Concepts Database - UBOdin/mimir GitHub Wiki

Querying the Database

Adding features to Mimir will invariably lead to the need to query the database. In general, all queries should go through db.query(...), which takes either a SQL Query string or an operator tree. Operator trees are preferable, as SQL parsing is expensive and can lead to errors like SQL injection attacks.

For example, to compute a join of R and S on R.B = S.B, you might write:

db.query(
  Select(
    Comparison(Cmp.Eq, Var("R_B"), Var("S_B")),
    Join(
      db.getTableOperator("R"),
      db.getTableOperator("S")
    )
  )
) { results =>
  // .. do something with results
}

We're working on a DSL to make writing these queries a little easier.

Results and Caching

The results object will be valid only within the block passed to db.query(). You can return results from it, but any subsequent calls on results will fail with the error:

   Attempting to read from closed iterator.  This is probably because you're trying to return 
   an unmaterialized iterator from Database.query

TLDR: If you see this happening, check to see if you're returning any collections outside of a query block and use toIndexedSeq to create a materialized version of the collection before it leaves the query block.

Why This Is Happening: JDBC ResultSets need to be closed in order to release the associated resources (Garbage Collection won't do that). We've had too many bugs stemming from a ResultSet not being closed correctly, so by fiat Database.query will do this for you now.

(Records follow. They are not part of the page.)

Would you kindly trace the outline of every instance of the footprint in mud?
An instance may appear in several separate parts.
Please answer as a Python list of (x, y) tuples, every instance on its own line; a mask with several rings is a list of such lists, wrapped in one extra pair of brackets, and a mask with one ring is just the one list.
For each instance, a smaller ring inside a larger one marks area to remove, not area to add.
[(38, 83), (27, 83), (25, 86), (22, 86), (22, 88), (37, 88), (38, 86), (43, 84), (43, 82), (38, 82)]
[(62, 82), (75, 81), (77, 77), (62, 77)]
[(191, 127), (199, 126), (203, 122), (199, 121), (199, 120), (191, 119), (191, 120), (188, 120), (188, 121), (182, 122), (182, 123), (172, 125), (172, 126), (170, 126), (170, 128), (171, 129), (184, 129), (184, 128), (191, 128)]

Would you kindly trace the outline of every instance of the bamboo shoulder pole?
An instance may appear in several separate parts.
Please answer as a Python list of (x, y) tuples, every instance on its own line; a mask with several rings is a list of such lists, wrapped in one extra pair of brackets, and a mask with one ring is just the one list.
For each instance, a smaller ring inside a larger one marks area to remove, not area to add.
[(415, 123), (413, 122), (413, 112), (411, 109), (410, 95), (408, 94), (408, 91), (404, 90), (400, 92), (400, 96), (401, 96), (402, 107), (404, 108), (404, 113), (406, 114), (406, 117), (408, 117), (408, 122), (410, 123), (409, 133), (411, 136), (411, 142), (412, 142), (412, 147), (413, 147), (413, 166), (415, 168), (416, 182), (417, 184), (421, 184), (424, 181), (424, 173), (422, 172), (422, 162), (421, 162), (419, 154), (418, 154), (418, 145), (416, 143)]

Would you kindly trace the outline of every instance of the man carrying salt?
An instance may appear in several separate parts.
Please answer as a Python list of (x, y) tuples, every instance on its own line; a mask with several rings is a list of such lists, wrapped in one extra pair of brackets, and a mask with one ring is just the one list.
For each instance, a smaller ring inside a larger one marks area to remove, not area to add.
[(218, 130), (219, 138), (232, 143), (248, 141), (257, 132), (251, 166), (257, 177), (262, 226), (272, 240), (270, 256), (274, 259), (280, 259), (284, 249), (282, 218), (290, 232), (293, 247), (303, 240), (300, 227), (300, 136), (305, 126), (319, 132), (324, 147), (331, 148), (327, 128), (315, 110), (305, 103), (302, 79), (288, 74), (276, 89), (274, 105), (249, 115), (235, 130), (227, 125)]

Unfortunately, Scala evaluates iterator operations lazily. Any of the following methods will not actually do any computation (at least not immediately):

  • toIterator
  • map
  • filter
  • toSeq In other words, these methods eventually modify their inputs, but not until they actually have to. Values will not be read out of the ResultSet until they're actually needed. As soon as you leave the query block, the ResultSet is closed, and it's no longer possible to read from it. Even toSeq only gives you a lazily populated sequence object. The most straightforward way to guarantee a materialized result is to use toIndexedSeq, which produces a fully materialized representation of everything left in the iterator.

Views

Because of the need to support Virtual C-Tables (discussed below), Mimir completely subverts the underlying database's view functionality. In later revisions it would be nice to mirror Mimir views back onto the backend database, but for now that's not feasible.

The mimir.views.ViewManager class (aka db.views) is responsible for creating, destroying, and persisting views and associated metadata. Views are persisted in the backend database in a table called MIMIR_VIEWS, and the view definition is stored as an Operator AST serialized and encoded in Base64. We tried using toString and OperatorParser in the past, but these are incredibly slow.